Dogmatisch modelfetisjisme leidt nergens toe

Titelfoto:

De klimaatconferentie – met maar liefst 30.000!! deelnemers – in het Egyptische Sharm-el-Sheikh is deze week van start gegaan. Om ons enthousiast te maken bedacht de NPO een Klimaatweek. Met allerlei programma’s (“vanuit onze klimaatstudio”, wie verzint zoiets?) moeten de burgers van dit land ervan doordrongen worden dat ons een grote catastrofe te wachten staat als we niet als de wiedeweerga ons gedrag veranderen. Maar hoe zeker zijn deze rampzalige scenario’s? Een column van Freek van Beetz.

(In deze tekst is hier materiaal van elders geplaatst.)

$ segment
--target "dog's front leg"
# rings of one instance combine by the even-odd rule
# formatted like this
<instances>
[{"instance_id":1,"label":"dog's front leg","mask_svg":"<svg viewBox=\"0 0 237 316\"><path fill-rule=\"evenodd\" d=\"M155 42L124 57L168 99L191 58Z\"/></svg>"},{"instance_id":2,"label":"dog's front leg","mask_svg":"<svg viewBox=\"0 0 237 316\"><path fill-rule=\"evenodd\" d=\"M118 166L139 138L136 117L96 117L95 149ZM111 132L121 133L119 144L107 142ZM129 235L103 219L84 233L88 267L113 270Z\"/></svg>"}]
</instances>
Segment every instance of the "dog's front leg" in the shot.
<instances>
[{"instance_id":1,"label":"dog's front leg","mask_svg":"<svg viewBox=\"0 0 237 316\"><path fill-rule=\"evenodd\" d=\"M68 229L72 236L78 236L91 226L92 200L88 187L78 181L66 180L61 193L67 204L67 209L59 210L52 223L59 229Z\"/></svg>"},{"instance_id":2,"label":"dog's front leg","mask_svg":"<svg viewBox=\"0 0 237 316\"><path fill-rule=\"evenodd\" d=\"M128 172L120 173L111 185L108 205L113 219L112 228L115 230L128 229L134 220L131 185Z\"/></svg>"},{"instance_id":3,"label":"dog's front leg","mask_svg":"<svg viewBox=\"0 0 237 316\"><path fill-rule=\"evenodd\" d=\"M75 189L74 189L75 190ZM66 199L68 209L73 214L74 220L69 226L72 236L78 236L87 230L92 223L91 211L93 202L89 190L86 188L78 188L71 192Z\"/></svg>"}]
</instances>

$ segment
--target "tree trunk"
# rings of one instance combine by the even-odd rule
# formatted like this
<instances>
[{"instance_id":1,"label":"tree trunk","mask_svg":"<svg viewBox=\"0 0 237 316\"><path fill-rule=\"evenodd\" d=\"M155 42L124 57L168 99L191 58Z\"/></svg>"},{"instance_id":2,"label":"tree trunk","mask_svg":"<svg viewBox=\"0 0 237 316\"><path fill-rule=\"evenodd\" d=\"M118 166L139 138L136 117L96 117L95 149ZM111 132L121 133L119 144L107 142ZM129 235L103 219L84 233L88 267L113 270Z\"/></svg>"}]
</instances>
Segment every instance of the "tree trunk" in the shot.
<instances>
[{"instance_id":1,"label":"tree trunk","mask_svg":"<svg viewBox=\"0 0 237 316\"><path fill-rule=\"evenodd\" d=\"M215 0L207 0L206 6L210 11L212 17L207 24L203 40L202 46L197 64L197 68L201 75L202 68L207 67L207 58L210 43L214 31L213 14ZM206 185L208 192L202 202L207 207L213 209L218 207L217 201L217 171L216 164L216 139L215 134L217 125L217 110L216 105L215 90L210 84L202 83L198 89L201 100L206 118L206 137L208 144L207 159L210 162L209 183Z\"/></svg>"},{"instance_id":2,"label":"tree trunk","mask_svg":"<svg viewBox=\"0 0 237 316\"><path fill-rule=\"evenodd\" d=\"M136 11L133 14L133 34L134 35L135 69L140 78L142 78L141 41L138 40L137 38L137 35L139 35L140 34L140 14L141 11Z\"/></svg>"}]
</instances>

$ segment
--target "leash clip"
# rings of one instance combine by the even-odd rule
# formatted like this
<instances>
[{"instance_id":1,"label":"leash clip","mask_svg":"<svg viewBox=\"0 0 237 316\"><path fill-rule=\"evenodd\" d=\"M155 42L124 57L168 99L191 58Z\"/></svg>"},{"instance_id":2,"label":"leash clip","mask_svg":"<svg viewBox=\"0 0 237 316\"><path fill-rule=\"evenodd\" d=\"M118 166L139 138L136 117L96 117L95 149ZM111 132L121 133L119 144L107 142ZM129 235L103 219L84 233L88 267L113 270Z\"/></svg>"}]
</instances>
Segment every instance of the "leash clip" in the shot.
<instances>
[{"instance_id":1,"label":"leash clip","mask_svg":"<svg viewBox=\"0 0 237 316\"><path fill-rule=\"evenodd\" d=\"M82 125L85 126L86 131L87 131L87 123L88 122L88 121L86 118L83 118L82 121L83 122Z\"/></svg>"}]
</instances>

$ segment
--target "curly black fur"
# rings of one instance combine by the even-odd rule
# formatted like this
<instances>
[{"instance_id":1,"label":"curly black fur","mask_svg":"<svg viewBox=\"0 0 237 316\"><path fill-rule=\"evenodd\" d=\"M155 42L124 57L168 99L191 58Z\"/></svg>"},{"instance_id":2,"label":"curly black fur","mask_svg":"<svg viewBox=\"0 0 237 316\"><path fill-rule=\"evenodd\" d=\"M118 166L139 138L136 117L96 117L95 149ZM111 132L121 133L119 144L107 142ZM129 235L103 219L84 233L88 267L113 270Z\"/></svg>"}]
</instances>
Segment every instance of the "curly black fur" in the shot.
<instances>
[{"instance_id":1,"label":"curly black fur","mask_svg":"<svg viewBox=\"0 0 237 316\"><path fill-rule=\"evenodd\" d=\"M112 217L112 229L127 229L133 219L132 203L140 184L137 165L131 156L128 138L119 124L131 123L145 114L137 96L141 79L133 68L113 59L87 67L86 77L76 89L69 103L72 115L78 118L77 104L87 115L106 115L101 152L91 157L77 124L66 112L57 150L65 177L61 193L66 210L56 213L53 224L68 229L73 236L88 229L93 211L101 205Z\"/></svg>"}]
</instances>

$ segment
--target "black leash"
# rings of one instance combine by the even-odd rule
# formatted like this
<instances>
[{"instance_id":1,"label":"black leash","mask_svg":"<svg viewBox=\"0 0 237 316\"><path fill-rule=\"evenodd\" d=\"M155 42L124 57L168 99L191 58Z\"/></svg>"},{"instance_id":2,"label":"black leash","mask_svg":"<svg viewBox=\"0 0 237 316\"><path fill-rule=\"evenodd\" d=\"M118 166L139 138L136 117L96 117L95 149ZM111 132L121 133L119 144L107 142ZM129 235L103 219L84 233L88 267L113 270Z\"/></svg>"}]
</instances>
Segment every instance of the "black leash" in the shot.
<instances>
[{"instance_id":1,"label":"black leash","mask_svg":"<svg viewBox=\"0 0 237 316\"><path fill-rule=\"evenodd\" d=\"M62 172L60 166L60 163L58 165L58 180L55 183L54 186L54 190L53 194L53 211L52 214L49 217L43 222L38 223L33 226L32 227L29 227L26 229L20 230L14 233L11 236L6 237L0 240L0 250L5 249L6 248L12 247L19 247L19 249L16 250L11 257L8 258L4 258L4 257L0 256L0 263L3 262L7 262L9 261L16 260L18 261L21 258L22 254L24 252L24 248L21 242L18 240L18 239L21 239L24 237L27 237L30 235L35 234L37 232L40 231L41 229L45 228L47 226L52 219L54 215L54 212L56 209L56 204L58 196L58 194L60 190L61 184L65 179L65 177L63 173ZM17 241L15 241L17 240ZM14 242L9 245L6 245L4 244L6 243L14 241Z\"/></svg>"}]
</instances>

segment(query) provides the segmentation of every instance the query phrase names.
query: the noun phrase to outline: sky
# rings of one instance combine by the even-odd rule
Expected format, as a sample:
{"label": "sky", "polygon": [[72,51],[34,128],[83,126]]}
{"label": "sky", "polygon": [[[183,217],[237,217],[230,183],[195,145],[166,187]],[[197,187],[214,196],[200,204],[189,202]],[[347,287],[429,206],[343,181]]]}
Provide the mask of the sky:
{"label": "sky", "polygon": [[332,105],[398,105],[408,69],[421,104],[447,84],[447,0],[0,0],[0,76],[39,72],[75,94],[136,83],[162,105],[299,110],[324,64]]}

Niet dat de programma’s in de Klimaatweek bij de kijkers hoog scoren, maar een beetje propaganda – of (her-)opvoeding – moet kunnen, dachten ze in Hilversum blijkbaar. En het ministerie van klimaatminister Rob Jetten deed alle moeite om er met spotjes en ander publicitair tromgeroffel een ‘leuke’ actieweek van te maken: de ambities moeten worden opgeschroefd en de burger in het gareel gezet – ‘bewust gemaakt’, heet dat dan – alsof we al niet onophoudelijk met ‘klimaat’ en ‘stikstof’ om de oren geslagen worden in de media.

We moeten weer eens iets

De ‘kwaliteitskranten’ dragen daar maar al te graag een steentje aan bij (we ‘moeten’ steeds iets; de kansel in de kerk is ingeruild voor de redactieburelen) met zorgvuldig gearrangeerde en gedoseerde opiniestukken. De gewenste boodschap moet erin geramd worden. Ik schreef al eens dat de wijze waarop de burgers hier door de media nogal eens worden aangesproken mij doet denken aan die in het voormalige Oostblok.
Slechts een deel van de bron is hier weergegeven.